Brutalne zamieszki w Tbilisi. Maskowani sprawcy zaatakowali protestujących
2024-12-08
Autor: Piotr
W sobotę w Tbilisi miały miejsce szokujące zdarzenia, gdy grupa zamaskowanych agresorów zaatakowała uczestników proeuropejskiego protestu przed parlamentem. Uderzenia i brutalność zaatakowały zwłaszcza dziennikarkę oraz operatora stacji TV Pirveli, którzy relacjonowali przebieg manifestacji. Z relacji mediów wynika, że policja jedynie obserwowała atak, nie podejmując działań interwencyjnych, co wzbudza poważne obawy o przestrzeganie prawa i bezpieczeństwo obywateli.
Levan Ioseliani, gruziński rzecznik praw obywatelskich, potępił przemoc i wezwał policję do natychmiastowej reakcji. Podkreślił, że nastroje w kraju osiągnęły „punkt wrzenia”, a władze mają obowiązek odpowiedzialności za bezpieczeństwo obywateli. Ioseliani odnotował, że sytuacja w Gruzji wymaga jak najszybszej reakcji ze strony organów ścigania, które powinny zająć się sprawcami przemocy.
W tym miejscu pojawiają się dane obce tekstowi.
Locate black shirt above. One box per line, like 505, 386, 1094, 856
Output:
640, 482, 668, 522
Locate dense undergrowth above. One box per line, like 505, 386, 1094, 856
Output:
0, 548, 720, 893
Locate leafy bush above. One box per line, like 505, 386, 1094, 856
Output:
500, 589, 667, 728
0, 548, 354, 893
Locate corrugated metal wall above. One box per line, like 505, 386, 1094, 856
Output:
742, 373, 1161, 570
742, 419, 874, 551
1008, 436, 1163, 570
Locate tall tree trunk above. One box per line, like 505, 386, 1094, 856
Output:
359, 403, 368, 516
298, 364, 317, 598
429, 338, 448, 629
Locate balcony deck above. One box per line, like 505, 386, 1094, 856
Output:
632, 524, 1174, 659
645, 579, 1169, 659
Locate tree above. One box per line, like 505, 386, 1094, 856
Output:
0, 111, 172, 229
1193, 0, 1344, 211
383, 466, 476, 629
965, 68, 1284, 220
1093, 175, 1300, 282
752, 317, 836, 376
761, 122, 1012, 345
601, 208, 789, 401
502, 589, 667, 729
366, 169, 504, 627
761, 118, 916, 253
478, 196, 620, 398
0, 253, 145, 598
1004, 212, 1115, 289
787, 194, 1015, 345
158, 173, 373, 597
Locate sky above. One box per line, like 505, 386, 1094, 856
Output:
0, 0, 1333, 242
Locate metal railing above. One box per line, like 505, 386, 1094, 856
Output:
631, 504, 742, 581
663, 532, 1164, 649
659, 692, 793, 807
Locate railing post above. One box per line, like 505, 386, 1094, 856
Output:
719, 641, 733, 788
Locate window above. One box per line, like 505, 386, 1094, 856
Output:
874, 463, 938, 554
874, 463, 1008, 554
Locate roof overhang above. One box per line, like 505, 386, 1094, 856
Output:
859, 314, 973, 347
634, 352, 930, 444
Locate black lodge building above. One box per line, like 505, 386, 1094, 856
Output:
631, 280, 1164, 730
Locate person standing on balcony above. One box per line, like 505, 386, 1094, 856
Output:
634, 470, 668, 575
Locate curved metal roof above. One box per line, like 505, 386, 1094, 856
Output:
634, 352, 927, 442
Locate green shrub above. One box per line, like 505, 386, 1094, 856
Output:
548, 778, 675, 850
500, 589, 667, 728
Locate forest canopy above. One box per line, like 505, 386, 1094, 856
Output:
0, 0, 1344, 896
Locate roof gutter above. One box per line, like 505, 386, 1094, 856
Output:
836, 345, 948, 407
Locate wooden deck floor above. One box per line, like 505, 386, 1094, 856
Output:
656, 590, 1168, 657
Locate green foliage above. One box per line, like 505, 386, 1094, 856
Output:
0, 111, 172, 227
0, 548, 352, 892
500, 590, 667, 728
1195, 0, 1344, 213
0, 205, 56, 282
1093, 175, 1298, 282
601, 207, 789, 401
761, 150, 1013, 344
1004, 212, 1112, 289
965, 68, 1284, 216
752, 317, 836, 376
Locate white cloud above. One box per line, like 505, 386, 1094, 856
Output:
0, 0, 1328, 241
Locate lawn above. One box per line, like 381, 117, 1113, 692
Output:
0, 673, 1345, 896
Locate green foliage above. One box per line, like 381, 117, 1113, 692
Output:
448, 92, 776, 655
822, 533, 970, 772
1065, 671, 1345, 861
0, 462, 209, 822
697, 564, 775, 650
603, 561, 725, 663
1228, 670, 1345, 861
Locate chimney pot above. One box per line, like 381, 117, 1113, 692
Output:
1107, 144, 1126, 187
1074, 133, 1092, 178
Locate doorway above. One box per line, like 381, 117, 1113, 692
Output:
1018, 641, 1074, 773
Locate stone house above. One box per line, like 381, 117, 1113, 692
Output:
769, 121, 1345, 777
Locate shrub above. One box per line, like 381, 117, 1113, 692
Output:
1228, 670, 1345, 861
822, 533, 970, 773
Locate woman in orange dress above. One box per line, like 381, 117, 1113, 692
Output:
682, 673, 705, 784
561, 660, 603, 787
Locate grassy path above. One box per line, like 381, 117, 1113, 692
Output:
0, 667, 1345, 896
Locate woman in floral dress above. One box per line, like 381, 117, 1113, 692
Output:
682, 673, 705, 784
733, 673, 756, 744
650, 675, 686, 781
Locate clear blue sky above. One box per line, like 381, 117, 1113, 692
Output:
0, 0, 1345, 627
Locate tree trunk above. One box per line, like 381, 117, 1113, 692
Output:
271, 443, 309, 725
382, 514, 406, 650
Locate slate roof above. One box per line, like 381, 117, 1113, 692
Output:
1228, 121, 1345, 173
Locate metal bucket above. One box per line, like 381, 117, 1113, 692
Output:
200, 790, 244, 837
Przerwanie negocjacji z Unią Europejską wywołało ogromne niezadowolenie mieszkańców. Protestujący od dziesięciu dni gromadzą się w centrum Tbilisi, żądając dalszego parcia w kierunku integracji z Europą. Premier Irakli Kobachidze ogłosił, że jego partia, Gruzińskie Marzenie, nie planuje wprowadzenia przystąpienia do Unii na porządek obrad do końca 2028 roku, co spotkało się z ostrą krytyką ze strony zarówno społeczeństwa, jak i międzynarodowych obserwatorów.
W nocy z piątku na sobotę sytuacja eskalowała, gdy gruzińskie siły bezpieczeństwa rozpędziły demonstrację, używając armatek wodnych oraz gazu łzawiącego. Ministerstwo Spraw Wewnętrznych podało, że aresztowano 48 osób, co tylko zwiększa napięcia i frustrację w społeczeństwie.
Zarówno Unia Europejska, jak i Stany Zjednoczone wyraziły zaniepokojenie działaniami sił porządkowych wobec protestujących, wzywając do deeskalacji konfliktu i poszanowania praw człowieka.
Sytuacja w Gruzji pozostaje napięta, a wielu obawia się, że mogą wystąpić kolejne starcia między protestującymi a siłami porządkowymi.